The war is over, and we can be friends again! That sentence in the young man’s speech astonished me by its directness and simplicity. Was that the mental attitude of the German people? Did they think that England would forget and shake hands? Did they not realise the passion of hatred that had been aroused in England by the invasion of Belgium, the early atrocities, the submarine war, the sinking of the Lusitania, the execution of Nurse Çavell, the air-raids over London—all the range and sweep of German frightfulness?

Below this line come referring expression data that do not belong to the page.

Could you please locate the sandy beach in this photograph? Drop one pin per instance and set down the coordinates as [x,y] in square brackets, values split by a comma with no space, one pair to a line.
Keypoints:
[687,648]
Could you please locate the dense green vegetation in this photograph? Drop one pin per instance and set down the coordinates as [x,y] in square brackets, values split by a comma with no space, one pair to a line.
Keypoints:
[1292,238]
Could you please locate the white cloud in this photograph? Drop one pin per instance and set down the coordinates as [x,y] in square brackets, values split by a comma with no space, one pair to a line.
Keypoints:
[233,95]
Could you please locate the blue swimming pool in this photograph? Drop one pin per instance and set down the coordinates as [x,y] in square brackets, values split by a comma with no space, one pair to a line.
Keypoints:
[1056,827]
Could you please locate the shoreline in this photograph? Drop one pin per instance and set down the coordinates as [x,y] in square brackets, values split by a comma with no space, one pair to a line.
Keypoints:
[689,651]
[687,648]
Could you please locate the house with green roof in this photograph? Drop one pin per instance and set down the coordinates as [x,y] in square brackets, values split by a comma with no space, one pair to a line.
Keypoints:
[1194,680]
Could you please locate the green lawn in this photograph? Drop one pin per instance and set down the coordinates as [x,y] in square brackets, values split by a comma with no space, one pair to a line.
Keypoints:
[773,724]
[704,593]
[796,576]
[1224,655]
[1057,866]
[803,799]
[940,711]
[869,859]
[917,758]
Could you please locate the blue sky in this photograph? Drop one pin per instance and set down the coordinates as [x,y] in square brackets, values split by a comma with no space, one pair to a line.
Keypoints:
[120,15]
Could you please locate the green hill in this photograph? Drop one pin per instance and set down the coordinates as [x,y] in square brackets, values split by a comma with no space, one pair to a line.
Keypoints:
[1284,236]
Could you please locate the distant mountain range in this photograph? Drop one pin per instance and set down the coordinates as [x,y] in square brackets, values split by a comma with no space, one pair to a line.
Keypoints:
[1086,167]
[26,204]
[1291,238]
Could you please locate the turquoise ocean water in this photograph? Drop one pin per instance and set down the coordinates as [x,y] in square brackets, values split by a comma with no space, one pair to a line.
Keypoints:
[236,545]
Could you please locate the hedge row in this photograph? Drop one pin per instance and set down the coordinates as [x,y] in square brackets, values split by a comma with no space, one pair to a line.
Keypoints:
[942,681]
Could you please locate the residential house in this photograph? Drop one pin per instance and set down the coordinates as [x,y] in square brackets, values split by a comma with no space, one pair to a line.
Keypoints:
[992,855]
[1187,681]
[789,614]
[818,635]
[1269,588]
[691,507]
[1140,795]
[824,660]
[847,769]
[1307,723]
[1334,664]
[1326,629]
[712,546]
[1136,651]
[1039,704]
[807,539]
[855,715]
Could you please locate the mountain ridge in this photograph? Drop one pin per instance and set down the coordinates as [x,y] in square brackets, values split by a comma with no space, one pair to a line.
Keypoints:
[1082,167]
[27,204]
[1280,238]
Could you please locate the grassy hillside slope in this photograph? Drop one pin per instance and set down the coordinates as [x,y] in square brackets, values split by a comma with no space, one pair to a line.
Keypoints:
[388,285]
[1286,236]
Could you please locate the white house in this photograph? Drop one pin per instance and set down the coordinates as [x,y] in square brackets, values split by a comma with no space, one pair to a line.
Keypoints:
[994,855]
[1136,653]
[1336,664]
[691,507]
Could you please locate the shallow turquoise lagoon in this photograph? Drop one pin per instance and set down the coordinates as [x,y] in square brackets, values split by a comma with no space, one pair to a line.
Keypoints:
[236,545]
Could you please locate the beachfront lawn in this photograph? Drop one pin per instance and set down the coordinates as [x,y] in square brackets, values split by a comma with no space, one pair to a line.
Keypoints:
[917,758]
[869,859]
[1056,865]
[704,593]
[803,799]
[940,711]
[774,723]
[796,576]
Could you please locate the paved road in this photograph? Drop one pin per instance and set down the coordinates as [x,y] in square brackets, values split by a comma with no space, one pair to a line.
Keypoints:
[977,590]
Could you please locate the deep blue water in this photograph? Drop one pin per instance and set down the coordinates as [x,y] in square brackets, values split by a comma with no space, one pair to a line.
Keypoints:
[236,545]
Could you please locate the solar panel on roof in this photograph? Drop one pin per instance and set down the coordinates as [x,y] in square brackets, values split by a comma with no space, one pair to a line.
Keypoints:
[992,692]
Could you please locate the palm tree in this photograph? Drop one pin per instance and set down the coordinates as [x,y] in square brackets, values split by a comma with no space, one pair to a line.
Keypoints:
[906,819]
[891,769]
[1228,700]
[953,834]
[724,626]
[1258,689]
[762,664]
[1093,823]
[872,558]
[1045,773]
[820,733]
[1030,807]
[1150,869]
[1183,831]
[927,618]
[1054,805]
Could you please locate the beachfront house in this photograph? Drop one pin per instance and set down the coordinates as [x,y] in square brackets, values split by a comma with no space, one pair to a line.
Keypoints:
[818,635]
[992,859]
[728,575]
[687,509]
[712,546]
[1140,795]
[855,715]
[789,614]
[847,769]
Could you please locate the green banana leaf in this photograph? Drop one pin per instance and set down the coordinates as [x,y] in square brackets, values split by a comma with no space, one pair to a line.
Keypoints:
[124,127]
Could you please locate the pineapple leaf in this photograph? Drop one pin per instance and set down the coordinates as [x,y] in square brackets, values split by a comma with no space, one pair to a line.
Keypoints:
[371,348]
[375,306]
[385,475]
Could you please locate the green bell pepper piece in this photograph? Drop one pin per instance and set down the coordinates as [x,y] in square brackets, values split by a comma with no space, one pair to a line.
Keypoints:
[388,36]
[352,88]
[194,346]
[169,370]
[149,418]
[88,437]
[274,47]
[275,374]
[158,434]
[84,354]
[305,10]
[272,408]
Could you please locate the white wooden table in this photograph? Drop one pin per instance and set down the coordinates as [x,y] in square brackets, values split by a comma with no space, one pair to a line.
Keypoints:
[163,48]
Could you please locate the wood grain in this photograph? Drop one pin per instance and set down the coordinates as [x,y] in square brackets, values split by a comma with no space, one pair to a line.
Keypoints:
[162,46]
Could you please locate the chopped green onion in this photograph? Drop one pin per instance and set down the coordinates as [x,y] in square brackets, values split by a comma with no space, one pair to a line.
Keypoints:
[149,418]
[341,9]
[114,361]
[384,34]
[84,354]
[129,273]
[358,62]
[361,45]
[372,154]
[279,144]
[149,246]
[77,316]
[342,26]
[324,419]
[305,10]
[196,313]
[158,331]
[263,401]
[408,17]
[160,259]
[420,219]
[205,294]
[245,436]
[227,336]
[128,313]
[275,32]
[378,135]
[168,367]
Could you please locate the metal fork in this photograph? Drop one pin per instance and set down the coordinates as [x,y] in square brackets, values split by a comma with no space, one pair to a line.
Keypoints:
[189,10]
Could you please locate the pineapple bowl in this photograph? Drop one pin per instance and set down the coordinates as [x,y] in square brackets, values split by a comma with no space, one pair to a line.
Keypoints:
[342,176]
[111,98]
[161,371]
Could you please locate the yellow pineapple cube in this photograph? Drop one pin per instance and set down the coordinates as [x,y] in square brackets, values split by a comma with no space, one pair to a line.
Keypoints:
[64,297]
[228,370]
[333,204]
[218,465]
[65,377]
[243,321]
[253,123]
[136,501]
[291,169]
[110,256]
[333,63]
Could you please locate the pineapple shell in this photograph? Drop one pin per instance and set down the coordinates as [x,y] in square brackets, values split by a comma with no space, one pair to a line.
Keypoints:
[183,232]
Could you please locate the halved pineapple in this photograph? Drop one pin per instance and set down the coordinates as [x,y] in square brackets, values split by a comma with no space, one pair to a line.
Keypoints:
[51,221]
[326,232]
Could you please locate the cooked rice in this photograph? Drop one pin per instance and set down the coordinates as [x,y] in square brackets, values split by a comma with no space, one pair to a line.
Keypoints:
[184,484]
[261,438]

Then I looked at our troopers. Some of them were chatting with the Germans in a friendly way. One of them close to me gave a cigarette to a boy in a college cap who was talking to him in schoolboy English. Another was in conversation with two German girls who were patting his horse. We had been in the German village ten minutes. There was no sign of hatred here, on one side or the other. Already something had happened which in England, if they knew, would seem monstrous and incredible. A spell had been broken, the spell which for four years had dominated the souls of men and women. At least, it seemed to have been broken in the village where for the first time English soldiers met the people of the nation they had fought and beaten. These men of the first cavalry patrol did not seem to be nourishing thoughts of hatred and vengeance. They were not, it seemed, remembering atrocities. They were meeting fellow-mortals with human friendliness, and seemed inclined to talk to them and pass the time of day. Astounding!
I saw Wickham Brand talking to a group of German children—boys in sailor caps with the words Hindenburg, Kaiser Wilhelm der Grosse, Unterseeboot, printed in gold letters on the cap-bands, and girls with yellow pigtails and coloured frocks. He pulled out a packet of chocolate from a deep pocket of his British warm and broke it into small pieces.
“Who would like a bit?” he asked in German, and there was a chorus of “Bitte!... Bitte schön!” He held out a piece to the prettiest child, a tiny fairy-like thing with gold-spun hair, and she blushed very vividly and curtseyed when she took the chocolate, and then kissed Brand’s long lean hand. Young Harding was standing near. He had an utterly bewildered expression, as a man who sees the groundwork of his faith slipping beneath him. He turned to me as I strolled his way and looked at me with wide astonished eyes.
“I don’t understand!” he stammered. “Haven’t these people any pride? This show of friendliness—what does it mean? I’d rather they scowled and showed their hatred than stand round fawning on us.... And our men! They don’t seem to bear any malice. Look at that fellow gossiping with those two girls! It’s shameful.... What have we been fighting for if it ends in this sort of thing? It makes it all a farce!”
He was so disturbed, so unnerved, by the shock of his surprise that there were tears of vexation in his eyes.